David Howland Photo

Crawford Notch Waterfalls

13 April 2021

Filed under: White Mountains, Hiking, New Hampshire, Waterfalls

On Day 2 of my first waterfalls trip of the season I spent an overcast and rainy day exploring waterfalls in Crawford Notch State Park. I haven’t spent as much time in Crawford Notch as I have in nearby Franconia Notch or Pinkham Notch. This past winter Crawford Notch has become one of my favorite areas to explore new trails in the White Mountains.

My first stop was at two roadside waterfalls: Flume Cascade and Silver Cascade. Not to be confused with the Flume in Franconia Notch, Flume Cascade is a quick walk uphill from the parking lot. It drops several hundred feet down the flank of Mt. Jackson and crosses under NH Route 302 in a narrow notch. On the day I visited, rain and snowmelt had the cascade roaring down the mountainside. I spent most of my visit battling spray on my camera lens and filters. In places there was too much water moving too quickly for me to explore all the way up the cascade.

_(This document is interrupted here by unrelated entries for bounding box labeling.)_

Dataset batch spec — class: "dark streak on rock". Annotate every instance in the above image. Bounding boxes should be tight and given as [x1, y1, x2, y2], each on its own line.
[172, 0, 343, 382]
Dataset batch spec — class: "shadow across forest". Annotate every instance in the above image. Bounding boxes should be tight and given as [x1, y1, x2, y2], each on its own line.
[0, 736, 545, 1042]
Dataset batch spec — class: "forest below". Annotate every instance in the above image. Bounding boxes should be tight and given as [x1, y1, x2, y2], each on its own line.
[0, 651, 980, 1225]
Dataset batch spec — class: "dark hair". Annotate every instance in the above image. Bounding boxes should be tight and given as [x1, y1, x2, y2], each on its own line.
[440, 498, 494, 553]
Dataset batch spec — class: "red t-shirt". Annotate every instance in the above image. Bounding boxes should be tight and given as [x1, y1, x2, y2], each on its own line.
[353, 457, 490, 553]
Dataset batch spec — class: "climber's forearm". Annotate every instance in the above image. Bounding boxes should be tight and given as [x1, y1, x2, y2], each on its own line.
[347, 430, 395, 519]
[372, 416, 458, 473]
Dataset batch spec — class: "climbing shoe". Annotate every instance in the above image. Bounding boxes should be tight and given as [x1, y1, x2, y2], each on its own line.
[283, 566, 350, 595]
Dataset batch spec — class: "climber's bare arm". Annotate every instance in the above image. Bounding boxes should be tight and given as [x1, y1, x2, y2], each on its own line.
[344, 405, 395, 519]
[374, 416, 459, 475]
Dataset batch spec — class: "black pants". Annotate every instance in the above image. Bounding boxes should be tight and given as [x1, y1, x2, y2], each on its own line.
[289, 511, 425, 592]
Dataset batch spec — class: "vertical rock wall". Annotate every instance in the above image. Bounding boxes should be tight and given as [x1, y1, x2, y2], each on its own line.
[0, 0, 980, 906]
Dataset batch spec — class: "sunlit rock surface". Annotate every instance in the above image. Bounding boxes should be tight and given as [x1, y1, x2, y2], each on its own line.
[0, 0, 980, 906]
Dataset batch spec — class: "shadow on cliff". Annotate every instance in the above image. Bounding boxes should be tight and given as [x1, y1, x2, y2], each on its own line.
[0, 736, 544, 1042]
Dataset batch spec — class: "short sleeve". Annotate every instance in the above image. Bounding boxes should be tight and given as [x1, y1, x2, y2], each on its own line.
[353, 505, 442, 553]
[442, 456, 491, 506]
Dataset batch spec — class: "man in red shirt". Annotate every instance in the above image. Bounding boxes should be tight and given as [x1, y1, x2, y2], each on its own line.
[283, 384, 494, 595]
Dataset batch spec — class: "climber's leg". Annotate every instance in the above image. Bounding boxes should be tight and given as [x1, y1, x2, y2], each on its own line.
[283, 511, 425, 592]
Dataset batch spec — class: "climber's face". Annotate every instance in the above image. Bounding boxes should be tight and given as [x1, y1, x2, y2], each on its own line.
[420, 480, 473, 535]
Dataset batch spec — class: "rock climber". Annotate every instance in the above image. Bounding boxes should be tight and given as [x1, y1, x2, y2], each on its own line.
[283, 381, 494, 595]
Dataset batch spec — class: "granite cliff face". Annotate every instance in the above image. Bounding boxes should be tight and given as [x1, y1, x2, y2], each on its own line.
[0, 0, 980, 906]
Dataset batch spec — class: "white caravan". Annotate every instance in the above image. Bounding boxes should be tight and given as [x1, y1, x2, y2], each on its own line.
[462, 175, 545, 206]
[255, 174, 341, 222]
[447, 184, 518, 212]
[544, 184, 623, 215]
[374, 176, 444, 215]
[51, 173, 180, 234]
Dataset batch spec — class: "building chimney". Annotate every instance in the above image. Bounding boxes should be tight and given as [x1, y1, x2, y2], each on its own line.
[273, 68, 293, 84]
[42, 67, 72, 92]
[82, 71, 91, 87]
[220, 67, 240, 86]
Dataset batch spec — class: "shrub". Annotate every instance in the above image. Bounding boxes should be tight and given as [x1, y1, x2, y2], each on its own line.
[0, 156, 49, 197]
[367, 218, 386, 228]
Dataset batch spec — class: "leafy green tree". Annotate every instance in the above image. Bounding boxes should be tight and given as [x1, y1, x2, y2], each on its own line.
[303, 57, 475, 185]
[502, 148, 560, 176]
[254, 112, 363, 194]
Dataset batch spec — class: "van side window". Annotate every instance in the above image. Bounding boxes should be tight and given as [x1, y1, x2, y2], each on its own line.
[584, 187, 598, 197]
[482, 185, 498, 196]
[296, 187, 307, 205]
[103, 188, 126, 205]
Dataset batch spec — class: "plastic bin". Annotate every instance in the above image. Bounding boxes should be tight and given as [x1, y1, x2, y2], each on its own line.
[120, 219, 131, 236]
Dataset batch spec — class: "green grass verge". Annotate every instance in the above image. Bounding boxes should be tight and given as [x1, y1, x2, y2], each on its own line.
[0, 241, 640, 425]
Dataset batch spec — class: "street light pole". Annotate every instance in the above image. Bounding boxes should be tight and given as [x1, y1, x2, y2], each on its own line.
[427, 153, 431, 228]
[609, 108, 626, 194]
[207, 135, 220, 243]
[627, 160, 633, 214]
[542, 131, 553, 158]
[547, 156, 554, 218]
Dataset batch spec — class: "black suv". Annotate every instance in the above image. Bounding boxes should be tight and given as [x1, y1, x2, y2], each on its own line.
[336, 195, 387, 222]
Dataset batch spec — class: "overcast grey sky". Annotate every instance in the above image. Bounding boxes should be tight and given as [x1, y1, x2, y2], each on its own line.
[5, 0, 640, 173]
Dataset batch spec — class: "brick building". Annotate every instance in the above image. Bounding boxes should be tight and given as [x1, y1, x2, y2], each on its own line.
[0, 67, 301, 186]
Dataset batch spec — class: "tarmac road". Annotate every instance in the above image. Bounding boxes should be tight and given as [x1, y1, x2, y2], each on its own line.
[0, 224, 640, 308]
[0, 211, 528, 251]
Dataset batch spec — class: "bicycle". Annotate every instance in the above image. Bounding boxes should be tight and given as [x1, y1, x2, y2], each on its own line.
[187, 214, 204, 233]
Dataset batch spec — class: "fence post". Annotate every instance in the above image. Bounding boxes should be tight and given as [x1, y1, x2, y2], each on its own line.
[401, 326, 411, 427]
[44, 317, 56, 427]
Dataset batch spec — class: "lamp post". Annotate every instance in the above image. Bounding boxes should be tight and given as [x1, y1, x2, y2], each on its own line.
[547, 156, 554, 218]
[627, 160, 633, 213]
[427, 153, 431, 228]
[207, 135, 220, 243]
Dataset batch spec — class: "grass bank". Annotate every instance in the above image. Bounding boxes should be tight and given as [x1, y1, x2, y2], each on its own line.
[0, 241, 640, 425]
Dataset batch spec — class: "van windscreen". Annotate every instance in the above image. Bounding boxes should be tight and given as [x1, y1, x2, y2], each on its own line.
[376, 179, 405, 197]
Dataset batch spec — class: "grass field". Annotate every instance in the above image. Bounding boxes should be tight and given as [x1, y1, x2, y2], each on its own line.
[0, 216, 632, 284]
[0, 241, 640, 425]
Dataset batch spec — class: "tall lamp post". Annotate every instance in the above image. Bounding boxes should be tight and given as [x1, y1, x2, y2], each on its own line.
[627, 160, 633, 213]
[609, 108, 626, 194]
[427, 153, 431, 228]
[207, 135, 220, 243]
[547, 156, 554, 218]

Just down the notch from Flume Cascade is the very similar Silver Cascade. Here, the water drops several hundred feet and goes through a several different narrow notches in the rock uphill from the road. I could scramble much farther up this waterfall. The water was spread out over a larger area so it was easier to take photos, as well.

After Flume Cascade I drove farther south through Crawford Notch State Park to the Willey House parking area and the trailhead for the Kedron Flume Trail. The guidebook talks about how Kedron Flume only ever has an inch or two of water flowing through it and is rarely all that impressive. I don’t think the guidebook was anticipating the incredible amount of water flowing out of the high peaks of the White Mountains this spring, though.

Kedron Flume is a short but steep mile and a half hike up from the base of Crawford Notch. The trail crosses the railroad tracks and then climbs up into the pine forests where it crosses Kedron Flume. Downhill from the trail crossing is a steep dropoff with a great view of Webster Cliffs.

It was difficult to find good compositions because of the amount of water flowing over the smooth granite. Upstream was a different story. Here, the water flowing through a narrow notch in the rock (the “flume” part of Kedron Flume) and the banks were steep and covered in loose moss and dirt.

There was one block of ice still hanging on to the rock walls of the flume gorge and what looked like several recently fallen trees hanging over the water. I hiked a ways upstream and the flume opened up into open and steep forest with copious amounts of water cascading down the hillside. The water wasn’t coming down in defined waterfalls so much as the entire forest floor seemed to be a river flowing swiftly towards the notch floor.

Which of these two compositions do you like better? I think I narrowly prefer the “more trees” version on the left because the large diagonal tree in the top corner nicely bounds the photo versus the open space on the right.